In my case, that wasn’t necessary: suddenly, after many hours of trying, it did work! But I have no clue what I did to make that happen. I plan to experiment some more, starting with a clean PC, to find a reliable working recipe.

The AMIQ and a Rohde & Schwarz SFQ as RF Vector Signal Generator

Since the AMIQ only generates baseband I/Q signals, you still need an RF vector signal generator to upconvert the signal into the RF space.

The natural companion for the AMIQ is the R&S SMIQ, but those are still pricy. The R&S SFQ TV Test Transmitter is not a bad alternative. While it’s primary purpose is to generate test signals for DVB-T, DVB-H and a bunch of other digital TV standards, the external I/Q inputs go well with the AMIQ. The SFQ datasheet lists a baseband I/Q frequency response of DC to 22.5 MHz (+/-1 dB.) The SMIQ datasheet talks about a vector modulation bandwidth of 30 MHz (+/-3 dB.)

I found one at a liquidator for $200. The SFQ has different options, some of them can be enabled in software with a license key *cough*, but many require a dedicated plug-in card. I assume that all units support external I/Q, but make sure to check, e.g. by looking at the back for external I/Q input BNC connectors.

Here’s the photo of the AMIQ sending a multi-channel signal to SFQ, spectrum analyzer showing the end result:

Advantest R3273 on top of AMIQ on top of SFQ (Click to enlarge)

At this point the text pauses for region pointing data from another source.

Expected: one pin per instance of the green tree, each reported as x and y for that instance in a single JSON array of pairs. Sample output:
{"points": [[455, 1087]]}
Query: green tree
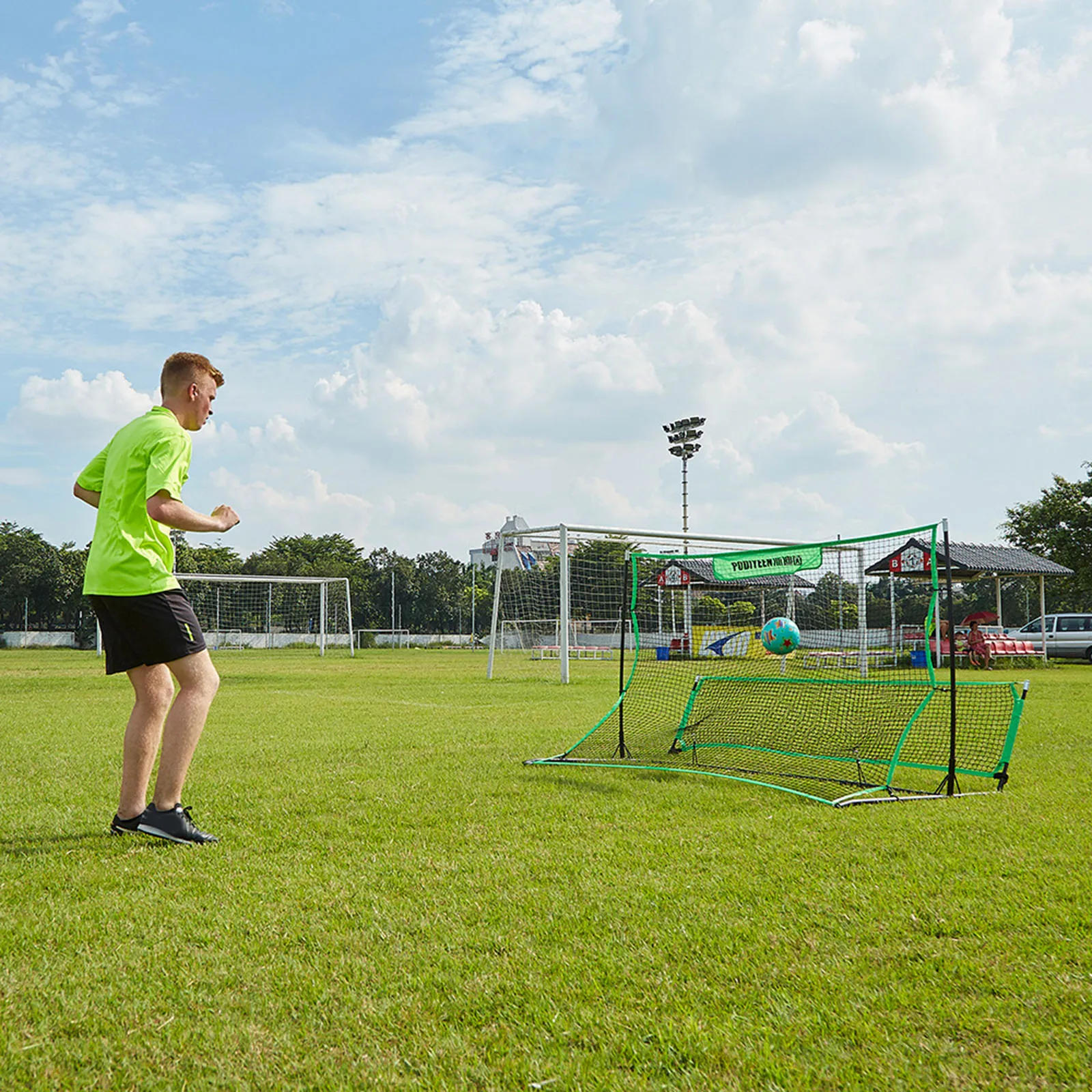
{"points": [[306, 556], [34, 581], [1059, 526]]}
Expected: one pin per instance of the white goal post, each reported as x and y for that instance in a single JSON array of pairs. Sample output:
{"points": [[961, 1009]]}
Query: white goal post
{"points": [[247, 612]]}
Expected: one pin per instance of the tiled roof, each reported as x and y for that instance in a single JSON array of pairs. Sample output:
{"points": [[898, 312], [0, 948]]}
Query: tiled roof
{"points": [[972, 560]]}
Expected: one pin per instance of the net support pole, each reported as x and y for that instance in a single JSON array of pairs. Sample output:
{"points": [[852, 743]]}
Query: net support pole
{"points": [[1042, 613], [951, 664], [496, 605], [622, 611], [564, 602], [862, 616]]}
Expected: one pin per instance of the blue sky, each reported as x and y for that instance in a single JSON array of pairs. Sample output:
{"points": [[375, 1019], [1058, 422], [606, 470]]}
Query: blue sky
{"points": [[462, 260]]}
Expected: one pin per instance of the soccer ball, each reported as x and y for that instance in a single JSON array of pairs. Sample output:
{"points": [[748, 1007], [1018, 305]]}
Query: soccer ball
{"points": [[780, 636]]}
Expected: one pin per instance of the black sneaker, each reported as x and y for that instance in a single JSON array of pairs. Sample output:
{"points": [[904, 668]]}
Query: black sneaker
{"points": [[175, 824], [119, 826]]}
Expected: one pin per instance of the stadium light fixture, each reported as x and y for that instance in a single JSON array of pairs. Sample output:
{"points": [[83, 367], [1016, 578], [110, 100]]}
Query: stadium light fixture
{"points": [[682, 436]]}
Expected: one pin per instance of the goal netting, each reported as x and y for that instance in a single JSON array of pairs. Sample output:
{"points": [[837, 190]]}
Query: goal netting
{"points": [[862, 711], [245, 612]]}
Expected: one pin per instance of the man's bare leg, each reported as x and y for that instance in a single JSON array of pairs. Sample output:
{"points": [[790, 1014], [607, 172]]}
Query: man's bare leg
{"points": [[198, 682], [154, 691]]}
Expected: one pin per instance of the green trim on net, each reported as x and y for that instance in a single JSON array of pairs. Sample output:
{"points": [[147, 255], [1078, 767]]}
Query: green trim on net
{"points": [[833, 542], [906, 733], [1018, 704]]}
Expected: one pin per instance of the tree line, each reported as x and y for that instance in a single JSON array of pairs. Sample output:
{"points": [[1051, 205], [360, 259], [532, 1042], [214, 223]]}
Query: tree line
{"points": [[41, 584]]}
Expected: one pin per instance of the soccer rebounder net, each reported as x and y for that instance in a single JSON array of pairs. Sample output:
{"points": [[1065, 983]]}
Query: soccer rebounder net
{"points": [[865, 709]]}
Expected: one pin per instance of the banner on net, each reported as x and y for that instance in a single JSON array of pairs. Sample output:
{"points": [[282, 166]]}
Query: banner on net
{"points": [[767, 562]]}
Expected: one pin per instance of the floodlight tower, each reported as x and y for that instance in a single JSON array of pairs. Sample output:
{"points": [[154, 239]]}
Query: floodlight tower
{"points": [[682, 438]]}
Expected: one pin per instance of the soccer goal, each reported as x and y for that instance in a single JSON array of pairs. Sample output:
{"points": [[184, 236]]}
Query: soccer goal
{"points": [[855, 715], [245, 612]]}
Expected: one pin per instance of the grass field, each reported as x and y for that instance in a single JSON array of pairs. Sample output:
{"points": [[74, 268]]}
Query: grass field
{"points": [[398, 902]]}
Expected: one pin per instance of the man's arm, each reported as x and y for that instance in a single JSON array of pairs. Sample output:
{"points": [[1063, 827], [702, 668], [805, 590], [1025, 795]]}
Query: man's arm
{"points": [[87, 496], [164, 509]]}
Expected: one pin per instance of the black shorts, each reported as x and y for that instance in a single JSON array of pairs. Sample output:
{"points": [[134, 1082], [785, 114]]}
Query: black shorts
{"points": [[142, 631]]}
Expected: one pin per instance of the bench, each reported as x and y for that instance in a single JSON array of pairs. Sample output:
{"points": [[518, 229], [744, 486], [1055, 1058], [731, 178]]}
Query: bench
{"points": [[576, 652]]}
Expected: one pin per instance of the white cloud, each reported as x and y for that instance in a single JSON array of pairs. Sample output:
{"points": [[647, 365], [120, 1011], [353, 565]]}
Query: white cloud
{"points": [[829, 44], [276, 431], [605, 497], [300, 500], [109, 397], [801, 222], [521, 63], [98, 11], [23, 478]]}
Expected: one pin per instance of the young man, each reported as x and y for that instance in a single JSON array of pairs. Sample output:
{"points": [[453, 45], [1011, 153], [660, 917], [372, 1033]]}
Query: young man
{"points": [[149, 628]]}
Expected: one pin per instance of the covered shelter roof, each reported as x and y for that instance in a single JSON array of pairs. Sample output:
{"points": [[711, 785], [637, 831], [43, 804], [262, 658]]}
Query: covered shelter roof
{"points": [[969, 560]]}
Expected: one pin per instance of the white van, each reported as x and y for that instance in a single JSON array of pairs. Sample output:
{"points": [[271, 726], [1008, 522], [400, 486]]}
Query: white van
{"points": [[1068, 636]]}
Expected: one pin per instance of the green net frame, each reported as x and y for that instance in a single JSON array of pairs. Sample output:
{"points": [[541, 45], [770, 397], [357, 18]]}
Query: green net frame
{"points": [[848, 719]]}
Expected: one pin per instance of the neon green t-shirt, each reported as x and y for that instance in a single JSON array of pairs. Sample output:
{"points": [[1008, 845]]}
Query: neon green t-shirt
{"points": [[130, 553]]}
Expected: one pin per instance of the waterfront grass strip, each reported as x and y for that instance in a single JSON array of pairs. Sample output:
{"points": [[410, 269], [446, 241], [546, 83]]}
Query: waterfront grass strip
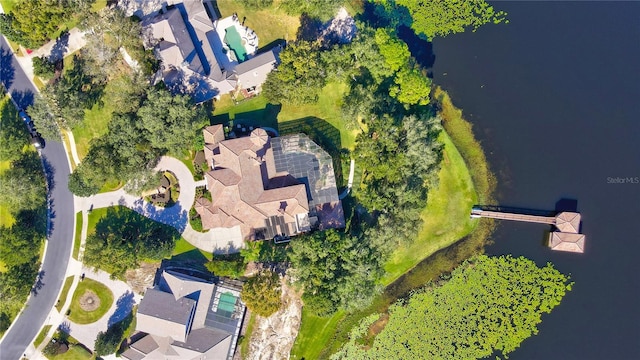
{"points": [[41, 335], [79, 315]]}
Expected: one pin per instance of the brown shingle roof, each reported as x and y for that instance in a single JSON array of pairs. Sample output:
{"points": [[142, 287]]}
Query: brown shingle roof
{"points": [[563, 241], [568, 222], [246, 189]]}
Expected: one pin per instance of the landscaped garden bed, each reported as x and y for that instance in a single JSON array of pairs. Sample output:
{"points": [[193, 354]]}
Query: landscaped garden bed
{"points": [[91, 301]]}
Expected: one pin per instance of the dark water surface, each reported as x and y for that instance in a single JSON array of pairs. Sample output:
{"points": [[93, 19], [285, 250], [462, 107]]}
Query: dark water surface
{"points": [[555, 98]]}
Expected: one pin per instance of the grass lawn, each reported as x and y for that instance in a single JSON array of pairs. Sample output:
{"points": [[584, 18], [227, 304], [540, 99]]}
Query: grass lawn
{"points": [[446, 217], [94, 125], [244, 344], [270, 24], [76, 238], [76, 352], [6, 218], [93, 218], [7, 5], [184, 250], [78, 315], [288, 118], [65, 291], [315, 333], [41, 335], [451, 200], [327, 108], [39, 82]]}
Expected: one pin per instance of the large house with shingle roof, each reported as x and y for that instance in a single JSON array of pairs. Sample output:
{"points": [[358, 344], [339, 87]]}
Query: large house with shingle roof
{"points": [[191, 40], [185, 317], [247, 191], [268, 188]]}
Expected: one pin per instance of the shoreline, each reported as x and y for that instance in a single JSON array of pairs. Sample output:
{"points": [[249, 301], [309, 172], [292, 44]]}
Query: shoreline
{"points": [[443, 260]]}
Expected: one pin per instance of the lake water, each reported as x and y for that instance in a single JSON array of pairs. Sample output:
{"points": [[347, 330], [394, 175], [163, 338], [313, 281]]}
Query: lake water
{"points": [[555, 98]]}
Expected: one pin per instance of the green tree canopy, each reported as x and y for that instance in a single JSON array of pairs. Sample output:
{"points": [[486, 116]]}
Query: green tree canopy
{"points": [[262, 292], [231, 265], [488, 304], [299, 77], [171, 122], [43, 67], [34, 22], [412, 86], [441, 17], [395, 52], [13, 134]]}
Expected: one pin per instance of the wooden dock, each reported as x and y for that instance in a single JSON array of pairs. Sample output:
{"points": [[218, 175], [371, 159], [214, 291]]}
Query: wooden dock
{"points": [[477, 213], [567, 236]]}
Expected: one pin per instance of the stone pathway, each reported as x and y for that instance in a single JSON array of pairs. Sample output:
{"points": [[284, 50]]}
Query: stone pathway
{"points": [[123, 301], [177, 216]]}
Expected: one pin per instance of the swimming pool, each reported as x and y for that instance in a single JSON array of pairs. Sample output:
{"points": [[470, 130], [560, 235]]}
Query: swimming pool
{"points": [[227, 302], [234, 40]]}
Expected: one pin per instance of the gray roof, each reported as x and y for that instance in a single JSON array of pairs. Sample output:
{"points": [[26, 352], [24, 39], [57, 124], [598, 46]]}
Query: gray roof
{"points": [[266, 58], [161, 314], [193, 288], [301, 157], [177, 46], [132, 354]]}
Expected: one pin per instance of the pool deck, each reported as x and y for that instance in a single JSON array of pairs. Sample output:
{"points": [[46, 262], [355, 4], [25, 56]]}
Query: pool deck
{"points": [[250, 38]]}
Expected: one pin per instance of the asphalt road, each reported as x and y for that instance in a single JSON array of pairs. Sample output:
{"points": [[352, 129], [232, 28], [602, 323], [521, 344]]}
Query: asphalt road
{"points": [[60, 239]]}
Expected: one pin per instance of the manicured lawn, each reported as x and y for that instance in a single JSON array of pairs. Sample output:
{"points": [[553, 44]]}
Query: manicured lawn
{"points": [[39, 82], [288, 118], [94, 125], [244, 345], [41, 335], [327, 108], [184, 250], [76, 352], [6, 219], [65, 292], [270, 24], [78, 315], [77, 239], [94, 216], [446, 217]]}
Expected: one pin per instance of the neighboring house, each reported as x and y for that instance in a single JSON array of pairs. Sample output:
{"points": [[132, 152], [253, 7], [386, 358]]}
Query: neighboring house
{"points": [[185, 317], [252, 189], [192, 42]]}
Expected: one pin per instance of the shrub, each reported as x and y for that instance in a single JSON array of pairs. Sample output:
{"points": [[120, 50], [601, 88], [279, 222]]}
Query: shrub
{"points": [[43, 67], [262, 293], [232, 265]]}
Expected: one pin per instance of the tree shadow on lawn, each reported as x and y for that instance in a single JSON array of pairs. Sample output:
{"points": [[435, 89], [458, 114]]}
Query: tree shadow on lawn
{"points": [[124, 306], [266, 117]]}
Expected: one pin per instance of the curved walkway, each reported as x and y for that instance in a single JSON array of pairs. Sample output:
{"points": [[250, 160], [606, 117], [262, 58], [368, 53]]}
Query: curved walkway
{"points": [[177, 216], [123, 300]]}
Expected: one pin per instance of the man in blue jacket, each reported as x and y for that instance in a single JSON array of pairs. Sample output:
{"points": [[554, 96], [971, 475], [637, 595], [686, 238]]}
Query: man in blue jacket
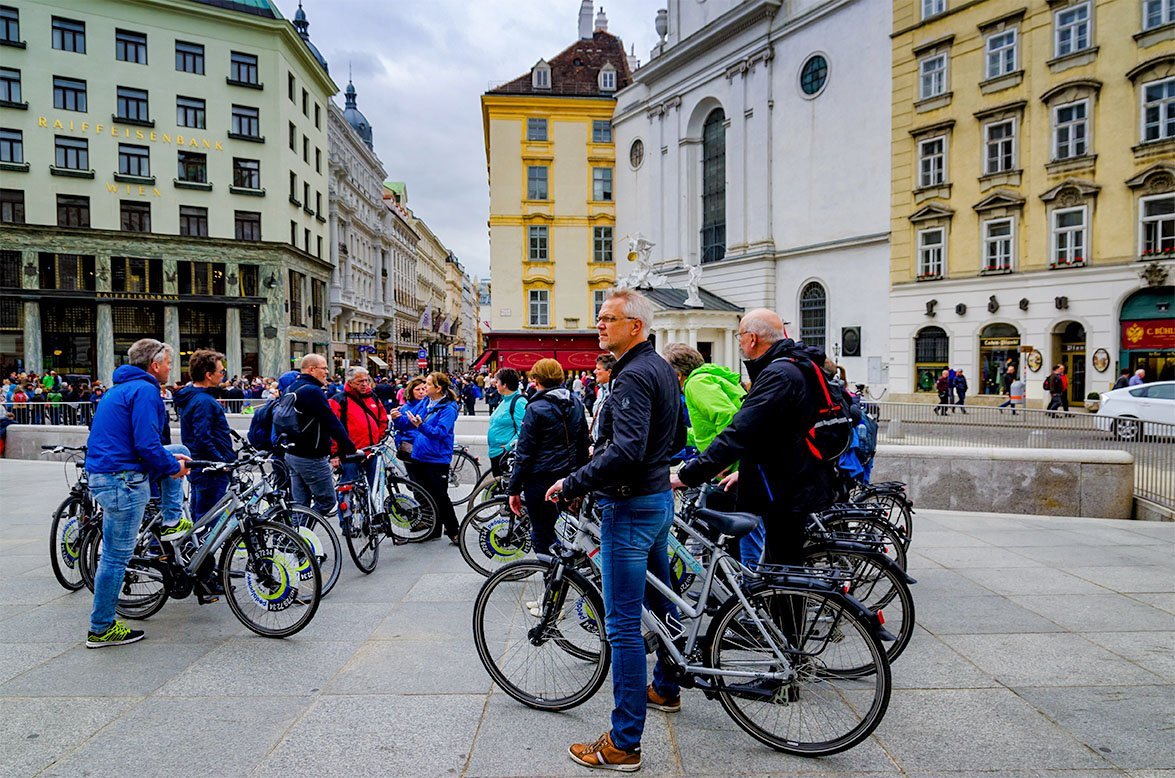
{"points": [[125, 453], [203, 428]]}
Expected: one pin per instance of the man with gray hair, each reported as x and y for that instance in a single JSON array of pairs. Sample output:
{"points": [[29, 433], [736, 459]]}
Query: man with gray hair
{"points": [[125, 453]]}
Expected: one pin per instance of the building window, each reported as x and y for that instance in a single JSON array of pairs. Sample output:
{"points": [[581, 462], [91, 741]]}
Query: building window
{"points": [[539, 308], [134, 160], [73, 210], [129, 47], [602, 183], [998, 245], [12, 206], [932, 162], [1069, 237], [536, 182], [1001, 53], [931, 253], [72, 153], [193, 167], [69, 35], [248, 225], [602, 245], [243, 67], [713, 187], [246, 121], [1157, 226], [12, 146], [190, 112], [134, 216], [9, 85], [132, 104], [189, 58], [813, 314], [1156, 13], [999, 146], [537, 241], [69, 94], [932, 76], [1071, 131], [193, 221], [1072, 29], [1157, 111]]}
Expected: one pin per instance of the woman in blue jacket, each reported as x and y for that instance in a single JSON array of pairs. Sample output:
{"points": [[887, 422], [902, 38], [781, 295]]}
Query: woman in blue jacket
{"points": [[432, 448]]}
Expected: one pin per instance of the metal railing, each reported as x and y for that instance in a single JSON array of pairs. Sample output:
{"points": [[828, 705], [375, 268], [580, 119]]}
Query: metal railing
{"points": [[1150, 443]]}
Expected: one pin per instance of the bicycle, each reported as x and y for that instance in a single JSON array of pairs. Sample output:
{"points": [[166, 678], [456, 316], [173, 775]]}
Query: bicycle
{"points": [[793, 661]]}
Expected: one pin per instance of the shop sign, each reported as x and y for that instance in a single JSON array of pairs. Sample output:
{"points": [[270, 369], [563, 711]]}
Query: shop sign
{"points": [[1149, 334]]}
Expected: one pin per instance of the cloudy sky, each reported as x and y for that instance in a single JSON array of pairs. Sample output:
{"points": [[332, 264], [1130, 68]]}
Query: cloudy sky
{"points": [[420, 68]]}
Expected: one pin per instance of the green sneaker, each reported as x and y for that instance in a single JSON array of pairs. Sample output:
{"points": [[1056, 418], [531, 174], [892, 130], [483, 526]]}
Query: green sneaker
{"points": [[169, 532], [118, 634]]}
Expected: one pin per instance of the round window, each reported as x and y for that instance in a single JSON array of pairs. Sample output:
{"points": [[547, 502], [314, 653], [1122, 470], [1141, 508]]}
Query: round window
{"points": [[814, 74], [636, 153]]}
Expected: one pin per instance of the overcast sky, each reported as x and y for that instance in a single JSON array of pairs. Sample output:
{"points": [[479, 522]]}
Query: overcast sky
{"points": [[420, 68]]}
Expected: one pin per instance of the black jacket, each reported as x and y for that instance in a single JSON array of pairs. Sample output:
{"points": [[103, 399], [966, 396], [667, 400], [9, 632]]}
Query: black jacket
{"points": [[552, 440], [642, 426], [317, 421], [777, 473]]}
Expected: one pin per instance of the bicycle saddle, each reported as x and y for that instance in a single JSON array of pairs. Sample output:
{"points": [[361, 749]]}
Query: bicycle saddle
{"points": [[734, 523]]}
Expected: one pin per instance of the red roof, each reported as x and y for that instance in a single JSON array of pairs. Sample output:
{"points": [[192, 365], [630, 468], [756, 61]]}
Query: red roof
{"points": [[576, 69]]}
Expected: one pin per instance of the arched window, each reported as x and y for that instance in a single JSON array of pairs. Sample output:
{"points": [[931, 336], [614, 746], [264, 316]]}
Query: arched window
{"points": [[713, 187], [813, 314]]}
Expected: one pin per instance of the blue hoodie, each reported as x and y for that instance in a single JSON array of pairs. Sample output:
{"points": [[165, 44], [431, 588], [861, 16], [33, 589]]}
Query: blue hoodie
{"points": [[129, 428]]}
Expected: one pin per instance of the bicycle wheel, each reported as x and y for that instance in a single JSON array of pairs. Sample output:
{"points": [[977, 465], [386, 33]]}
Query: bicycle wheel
{"points": [[320, 536], [551, 661], [464, 474], [492, 536], [877, 585], [819, 709], [65, 534], [272, 579], [411, 511], [871, 530]]}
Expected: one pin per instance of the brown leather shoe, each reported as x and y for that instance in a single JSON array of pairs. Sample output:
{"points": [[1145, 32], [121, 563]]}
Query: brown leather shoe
{"points": [[667, 704], [603, 755]]}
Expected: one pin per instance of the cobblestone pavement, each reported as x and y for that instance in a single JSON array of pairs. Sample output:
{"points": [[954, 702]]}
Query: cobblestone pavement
{"points": [[1043, 648]]}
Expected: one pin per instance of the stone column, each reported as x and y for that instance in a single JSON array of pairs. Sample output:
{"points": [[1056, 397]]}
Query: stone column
{"points": [[34, 359], [233, 341], [105, 340], [172, 337]]}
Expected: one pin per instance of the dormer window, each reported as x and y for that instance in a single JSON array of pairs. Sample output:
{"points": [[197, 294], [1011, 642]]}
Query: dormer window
{"points": [[541, 75]]}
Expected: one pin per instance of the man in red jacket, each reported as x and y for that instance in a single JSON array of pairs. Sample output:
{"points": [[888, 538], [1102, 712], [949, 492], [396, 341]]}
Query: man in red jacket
{"points": [[363, 416]]}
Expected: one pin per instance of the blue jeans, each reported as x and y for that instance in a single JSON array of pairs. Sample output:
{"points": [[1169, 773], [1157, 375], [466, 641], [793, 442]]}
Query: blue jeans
{"points": [[123, 500], [311, 481], [633, 538]]}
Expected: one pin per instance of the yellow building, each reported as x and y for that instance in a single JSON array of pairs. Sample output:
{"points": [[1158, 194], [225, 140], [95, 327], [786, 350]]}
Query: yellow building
{"points": [[1033, 208], [551, 158]]}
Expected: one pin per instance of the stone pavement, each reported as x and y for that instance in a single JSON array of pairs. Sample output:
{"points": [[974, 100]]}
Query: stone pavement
{"points": [[1045, 648]]}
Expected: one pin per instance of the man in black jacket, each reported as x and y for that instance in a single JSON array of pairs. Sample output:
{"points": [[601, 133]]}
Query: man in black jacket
{"points": [[640, 428], [307, 455], [778, 477]]}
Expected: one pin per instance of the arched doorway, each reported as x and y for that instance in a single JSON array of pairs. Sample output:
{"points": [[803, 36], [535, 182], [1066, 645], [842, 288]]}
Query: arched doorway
{"points": [[998, 343], [1069, 349]]}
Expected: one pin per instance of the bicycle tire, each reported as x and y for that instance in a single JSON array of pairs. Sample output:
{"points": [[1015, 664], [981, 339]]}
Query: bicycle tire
{"points": [[319, 534], [266, 578], [819, 696], [490, 536], [464, 475], [69, 521], [875, 585], [575, 610], [411, 510]]}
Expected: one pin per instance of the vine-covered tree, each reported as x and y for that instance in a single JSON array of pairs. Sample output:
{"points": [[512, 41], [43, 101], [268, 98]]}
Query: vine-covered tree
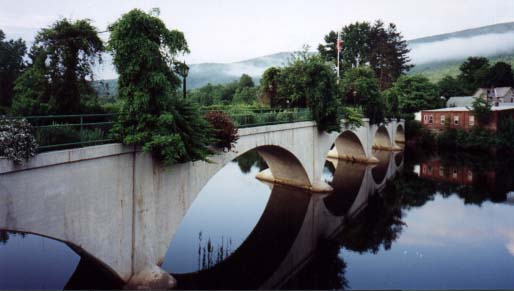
{"points": [[360, 87], [449, 86], [11, 66], [308, 81], [269, 87], [382, 48], [63, 56], [153, 115]]}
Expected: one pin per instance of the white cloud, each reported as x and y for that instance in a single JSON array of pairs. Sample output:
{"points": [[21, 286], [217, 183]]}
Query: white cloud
{"points": [[460, 48]]}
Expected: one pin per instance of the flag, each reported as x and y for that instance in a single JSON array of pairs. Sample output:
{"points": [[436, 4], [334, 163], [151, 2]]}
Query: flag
{"points": [[339, 43]]}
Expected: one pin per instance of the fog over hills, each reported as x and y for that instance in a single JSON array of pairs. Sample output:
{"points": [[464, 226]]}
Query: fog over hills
{"points": [[445, 51]]}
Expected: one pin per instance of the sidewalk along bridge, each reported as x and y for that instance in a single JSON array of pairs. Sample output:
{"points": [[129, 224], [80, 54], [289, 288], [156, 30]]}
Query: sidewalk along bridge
{"points": [[118, 205]]}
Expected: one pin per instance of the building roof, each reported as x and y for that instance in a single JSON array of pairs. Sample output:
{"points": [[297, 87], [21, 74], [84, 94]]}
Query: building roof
{"points": [[460, 101], [501, 107], [499, 91]]}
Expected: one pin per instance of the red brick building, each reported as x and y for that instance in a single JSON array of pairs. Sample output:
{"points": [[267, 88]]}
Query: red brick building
{"points": [[460, 117]]}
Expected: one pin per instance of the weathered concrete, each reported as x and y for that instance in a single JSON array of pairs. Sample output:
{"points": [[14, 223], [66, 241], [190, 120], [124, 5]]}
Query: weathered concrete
{"points": [[116, 194]]}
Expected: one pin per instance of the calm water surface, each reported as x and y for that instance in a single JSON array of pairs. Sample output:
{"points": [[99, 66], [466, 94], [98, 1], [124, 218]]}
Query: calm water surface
{"points": [[414, 222]]}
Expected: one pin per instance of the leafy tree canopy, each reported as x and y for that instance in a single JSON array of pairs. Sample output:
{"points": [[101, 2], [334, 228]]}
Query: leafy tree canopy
{"points": [[153, 116], [382, 48], [499, 75], [360, 87], [450, 87], [481, 109], [61, 71], [11, 66]]}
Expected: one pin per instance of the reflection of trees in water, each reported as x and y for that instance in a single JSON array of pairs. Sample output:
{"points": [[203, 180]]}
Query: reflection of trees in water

The spectrum above shows 4 shadows to the left and to the right of the multi-channel frequencies in the center. This is because the post-DAC anti-aliasing low-pass filters were disabled. For best results, one would need a sharp custom external filter after the DACs. I mention this in my AMIQ teardown blog post.

All words in this blog posts were written by a human.

References

Firmware

Recapping

Footnotes

  1. The motherboard has 2 USB ports, but a USB keyboard didn’t work. I don’t know if that’s a BIOS limitation or one of Caldera OpenDOS that is used as OS.